I confess that this was my first and only visit to the Isle of May, taking the ferry from Anstruther with friends, including author Hamish Brown. We did not realise how fortunate we were, because the following day was the last day trip to the island in 2022. The warden David Steel @Steelybird, who I follow on Twitter for his amazing photos, needed to shut the whole island down due to bird flu. Tragically, this has decimated the population of sea birds up and down the east coast of the British Isles, especially on nearby Bass Rock, famous for its gannet population.
I say that this is a confession. When walking the coastal path and writing The Healing Paths of Fife we walked most of the way between the Forth Rail Bridge and St Andrews, but there were a few wee sections which were purely in my imagination, alongside some timely research, and one of these was a trip to the Isle of May.
How the island helped me in Mind, Body and Spirit
The boat trip over was a matter of mind over body as the boat rolled in the stormy waters. Hamish, however, was bobbing up and down, eating his sandwiches and pointing out various sightings of puffins, other sea birds and even seals. I was sooo relieved to be on terra firma and so was my husband!

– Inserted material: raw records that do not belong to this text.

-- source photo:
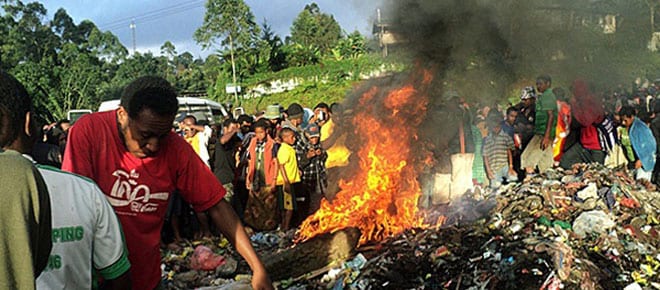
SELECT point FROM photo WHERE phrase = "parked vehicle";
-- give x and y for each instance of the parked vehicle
(74, 115)
(204, 110)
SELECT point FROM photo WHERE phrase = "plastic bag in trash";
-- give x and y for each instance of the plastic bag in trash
(591, 191)
(204, 259)
(595, 221)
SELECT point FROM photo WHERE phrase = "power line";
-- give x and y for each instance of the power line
(152, 15)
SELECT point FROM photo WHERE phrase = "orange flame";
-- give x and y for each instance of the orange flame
(381, 199)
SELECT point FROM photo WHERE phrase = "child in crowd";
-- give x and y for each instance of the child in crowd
(288, 177)
(261, 209)
(498, 157)
(314, 175)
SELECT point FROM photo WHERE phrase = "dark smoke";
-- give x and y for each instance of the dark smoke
(488, 49)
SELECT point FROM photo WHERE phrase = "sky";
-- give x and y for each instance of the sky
(157, 21)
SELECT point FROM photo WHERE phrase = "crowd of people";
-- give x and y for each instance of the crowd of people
(551, 127)
(272, 165)
(128, 179)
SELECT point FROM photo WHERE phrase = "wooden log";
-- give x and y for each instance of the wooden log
(316, 253)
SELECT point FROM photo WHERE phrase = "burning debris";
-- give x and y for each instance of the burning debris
(586, 228)
(381, 198)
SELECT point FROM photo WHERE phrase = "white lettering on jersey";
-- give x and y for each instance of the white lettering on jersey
(127, 191)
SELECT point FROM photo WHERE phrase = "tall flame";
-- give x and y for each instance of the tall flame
(381, 199)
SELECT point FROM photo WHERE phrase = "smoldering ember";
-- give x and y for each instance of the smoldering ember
(409, 211)
(460, 144)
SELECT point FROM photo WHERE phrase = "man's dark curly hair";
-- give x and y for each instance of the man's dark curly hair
(15, 102)
(149, 92)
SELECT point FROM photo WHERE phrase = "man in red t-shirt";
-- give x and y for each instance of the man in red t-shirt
(137, 161)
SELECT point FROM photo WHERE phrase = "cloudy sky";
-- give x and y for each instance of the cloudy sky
(176, 20)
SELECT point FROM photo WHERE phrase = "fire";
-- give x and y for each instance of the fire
(381, 198)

We had brought a stick with us because we had to walk through a colony of nesting terns. The stick was not to thrash about, as it was explained to us; the birds go for the highest point and so an umbrella would do just as well. I was mighty glad not to have my head dive bombed, I can tell you.

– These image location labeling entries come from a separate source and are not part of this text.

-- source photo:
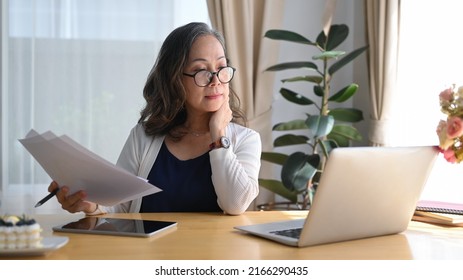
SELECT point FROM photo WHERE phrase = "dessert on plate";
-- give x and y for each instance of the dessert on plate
(19, 232)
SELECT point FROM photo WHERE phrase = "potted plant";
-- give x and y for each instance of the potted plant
(328, 129)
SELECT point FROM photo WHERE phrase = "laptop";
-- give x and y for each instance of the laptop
(364, 192)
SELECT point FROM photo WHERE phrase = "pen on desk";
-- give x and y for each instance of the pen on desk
(45, 199)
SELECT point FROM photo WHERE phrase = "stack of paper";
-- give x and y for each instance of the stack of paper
(439, 212)
(71, 165)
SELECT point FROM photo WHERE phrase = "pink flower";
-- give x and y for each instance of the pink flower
(446, 95)
(449, 156)
(444, 141)
(454, 127)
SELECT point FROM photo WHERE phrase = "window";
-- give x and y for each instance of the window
(430, 61)
(76, 67)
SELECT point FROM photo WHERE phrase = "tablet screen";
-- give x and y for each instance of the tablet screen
(114, 226)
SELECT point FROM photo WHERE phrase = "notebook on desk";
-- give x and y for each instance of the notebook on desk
(364, 192)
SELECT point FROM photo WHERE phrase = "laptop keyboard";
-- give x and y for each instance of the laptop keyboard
(293, 232)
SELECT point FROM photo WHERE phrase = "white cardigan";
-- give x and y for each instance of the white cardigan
(235, 170)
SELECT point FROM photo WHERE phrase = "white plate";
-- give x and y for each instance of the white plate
(49, 244)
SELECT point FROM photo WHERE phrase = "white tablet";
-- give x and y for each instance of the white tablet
(115, 226)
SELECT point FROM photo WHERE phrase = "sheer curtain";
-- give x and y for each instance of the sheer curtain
(76, 67)
(383, 30)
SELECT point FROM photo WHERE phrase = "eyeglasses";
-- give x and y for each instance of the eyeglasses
(203, 78)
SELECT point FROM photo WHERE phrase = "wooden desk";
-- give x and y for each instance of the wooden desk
(211, 236)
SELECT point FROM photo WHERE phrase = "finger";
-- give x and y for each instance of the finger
(53, 185)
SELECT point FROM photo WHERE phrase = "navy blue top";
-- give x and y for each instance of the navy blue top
(186, 185)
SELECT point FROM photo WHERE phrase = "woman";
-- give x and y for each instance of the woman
(190, 140)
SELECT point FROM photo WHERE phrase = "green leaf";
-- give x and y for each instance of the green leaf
(278, 188)
(290, 139)
(277, 158)
(292, 65)
(320, 125)
(344, 94)
(295, 97)
(285, 35)
(345, 131)
(312, 79)
(337, 34)
(298, 169)
(345, 60)
(291, 125)
(328, 55)
(346, 114)
(318, 90)
(327, 146)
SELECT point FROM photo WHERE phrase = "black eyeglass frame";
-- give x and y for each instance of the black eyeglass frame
(212, 76)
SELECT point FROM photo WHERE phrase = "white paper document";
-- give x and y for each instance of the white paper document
(72, 165)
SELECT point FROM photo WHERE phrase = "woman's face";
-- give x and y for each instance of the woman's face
(206, 54)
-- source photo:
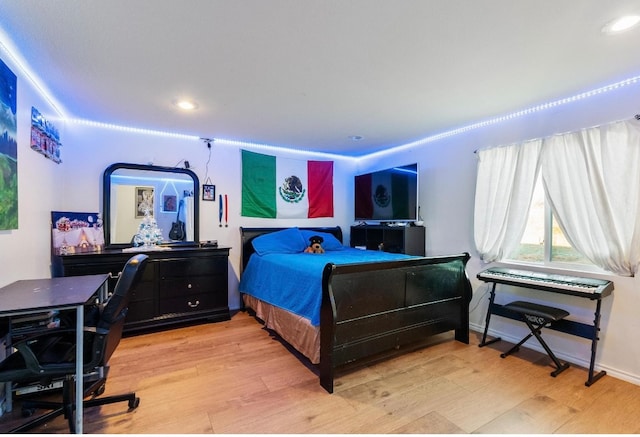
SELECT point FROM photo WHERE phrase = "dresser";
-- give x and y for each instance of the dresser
(182, 284)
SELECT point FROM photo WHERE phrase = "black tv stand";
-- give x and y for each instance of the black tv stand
(397, 239)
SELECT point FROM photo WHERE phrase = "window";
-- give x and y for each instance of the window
(543, 241)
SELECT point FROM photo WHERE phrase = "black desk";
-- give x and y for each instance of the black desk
(39, 295)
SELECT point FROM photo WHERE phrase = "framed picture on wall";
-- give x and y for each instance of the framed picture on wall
(144, 201)
(169, 203)
(209, 192)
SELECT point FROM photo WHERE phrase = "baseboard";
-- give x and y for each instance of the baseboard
(534, 345)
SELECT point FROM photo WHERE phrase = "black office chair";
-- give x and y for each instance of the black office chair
(50, 355)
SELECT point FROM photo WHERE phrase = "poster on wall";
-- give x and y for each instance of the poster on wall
(76, 232)
(144, 201)
(45, 138)
(8, 150)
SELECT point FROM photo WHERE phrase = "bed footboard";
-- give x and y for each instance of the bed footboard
(371, 308)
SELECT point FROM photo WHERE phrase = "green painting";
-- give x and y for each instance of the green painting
(8, 150)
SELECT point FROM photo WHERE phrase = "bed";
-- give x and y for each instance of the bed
(348, 305)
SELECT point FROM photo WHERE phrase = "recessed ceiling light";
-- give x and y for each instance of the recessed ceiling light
(621, 24)
(186, 105)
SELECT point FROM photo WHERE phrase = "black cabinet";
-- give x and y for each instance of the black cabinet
(397, 239)
(178, 285)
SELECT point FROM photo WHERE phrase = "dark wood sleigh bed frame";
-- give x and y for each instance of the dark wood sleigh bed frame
(371, 308)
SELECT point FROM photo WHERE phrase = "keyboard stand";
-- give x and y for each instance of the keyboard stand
(579, 329)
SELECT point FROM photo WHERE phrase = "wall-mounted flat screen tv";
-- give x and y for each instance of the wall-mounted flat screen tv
(389, 195)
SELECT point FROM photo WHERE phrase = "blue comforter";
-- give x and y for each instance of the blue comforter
(293, 281)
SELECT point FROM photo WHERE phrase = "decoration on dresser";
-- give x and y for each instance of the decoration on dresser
(76, 232)
(149, 234)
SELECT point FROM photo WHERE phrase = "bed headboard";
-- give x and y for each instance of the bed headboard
(248, 234)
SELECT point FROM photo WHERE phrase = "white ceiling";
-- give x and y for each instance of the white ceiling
(307, 74)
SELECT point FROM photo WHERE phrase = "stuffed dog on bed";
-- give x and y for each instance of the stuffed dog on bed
(315, 245)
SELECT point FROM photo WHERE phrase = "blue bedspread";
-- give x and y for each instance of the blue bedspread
(293, 281)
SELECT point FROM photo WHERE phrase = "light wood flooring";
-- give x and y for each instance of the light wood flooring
(234, 377)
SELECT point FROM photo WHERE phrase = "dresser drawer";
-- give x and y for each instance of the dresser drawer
(186, 304)
(181, 268)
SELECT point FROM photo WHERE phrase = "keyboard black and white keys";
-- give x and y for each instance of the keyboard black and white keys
(593, 289)
(577, 286)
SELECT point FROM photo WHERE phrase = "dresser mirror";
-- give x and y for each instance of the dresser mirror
(135, 193)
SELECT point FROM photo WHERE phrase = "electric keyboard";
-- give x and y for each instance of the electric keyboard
(577, 286)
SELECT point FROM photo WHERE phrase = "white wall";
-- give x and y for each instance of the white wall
(25, 252)
(447, 184)
(89, 150)
(447, 189)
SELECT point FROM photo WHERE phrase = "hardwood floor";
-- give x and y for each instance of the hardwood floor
(233, 377)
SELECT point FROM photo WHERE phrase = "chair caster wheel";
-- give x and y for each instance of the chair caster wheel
(100, 390)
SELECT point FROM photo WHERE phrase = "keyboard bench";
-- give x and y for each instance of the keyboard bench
(536, 317)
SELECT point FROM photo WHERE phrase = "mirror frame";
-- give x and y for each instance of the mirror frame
(106, 202)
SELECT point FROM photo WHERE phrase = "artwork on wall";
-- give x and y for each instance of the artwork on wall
(144, 201)
(8, 149)
(209, 192)
(169, 203)
(76, 232)
(275, 187)
(45, 138)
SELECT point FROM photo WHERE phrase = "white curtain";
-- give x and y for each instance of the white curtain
(592, 182)
(504, 188)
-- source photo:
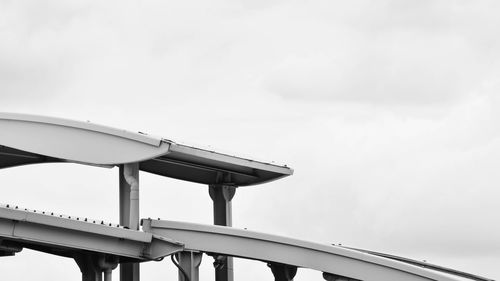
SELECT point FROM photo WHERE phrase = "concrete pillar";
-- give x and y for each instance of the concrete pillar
(190, 264)
(129, 212)
(283, 272)
(88, 267)
(222, 195)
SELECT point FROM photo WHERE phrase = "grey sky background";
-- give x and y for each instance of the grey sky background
(388, 111)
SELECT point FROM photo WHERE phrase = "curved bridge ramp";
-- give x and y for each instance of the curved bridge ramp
(286, 255)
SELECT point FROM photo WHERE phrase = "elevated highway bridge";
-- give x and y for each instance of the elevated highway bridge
(99, 247)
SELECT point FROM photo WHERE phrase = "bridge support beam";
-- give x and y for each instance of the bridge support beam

Once we had safely navigated both of those assaults to our bodies, we set off at a pace following Hamish to a favourite spot he knew where the puffins hung out, called Bishop Cove. It was magical. They are such heart warming creatures. We sat among them watching them waddle to their burrows, peer out to sea or dive down to the water, skimming the surface in search of a place to fish. It was as if a calm had descended. We sat on the rocky ground eating out picnic, absorbing their world all around us, almost at eye level with them. They made us smile. They made us laugh. We hardly spoke as a silence crept over us. We certainly lived in the moment.
How I was inspired by the island
The Isle of May as a place of pilgrimage has always inspired me; its location at the mouth of the Firth of Forth en-route between Lindisfarne and St Andrews. One day, I believe, my writing will take on the direction of a pilgrimage in days gone by, just as it did in The Healing Paths of Fife; a personal fantasy memoir and pilgrimage describing when we first relocated from Bedfordshire to Fife including ‘meeting and talking with famous folks along the way. The lives of saints, whose unusual names have also intrigued me since moving to Scotland; St Mungo for example sounds like a perfect subject for fact/fiction. His name crops up in so many places we have visited and his birth is a legend in these parts.
Meanwhile, I am still searching for the direction my writing journey should take in the here and now; but I do believe I’m edging closer to feeling at peace in knowing the way I should take next.
On our journey home it was as still as a pond and I fell fast asleep. Unusual for me.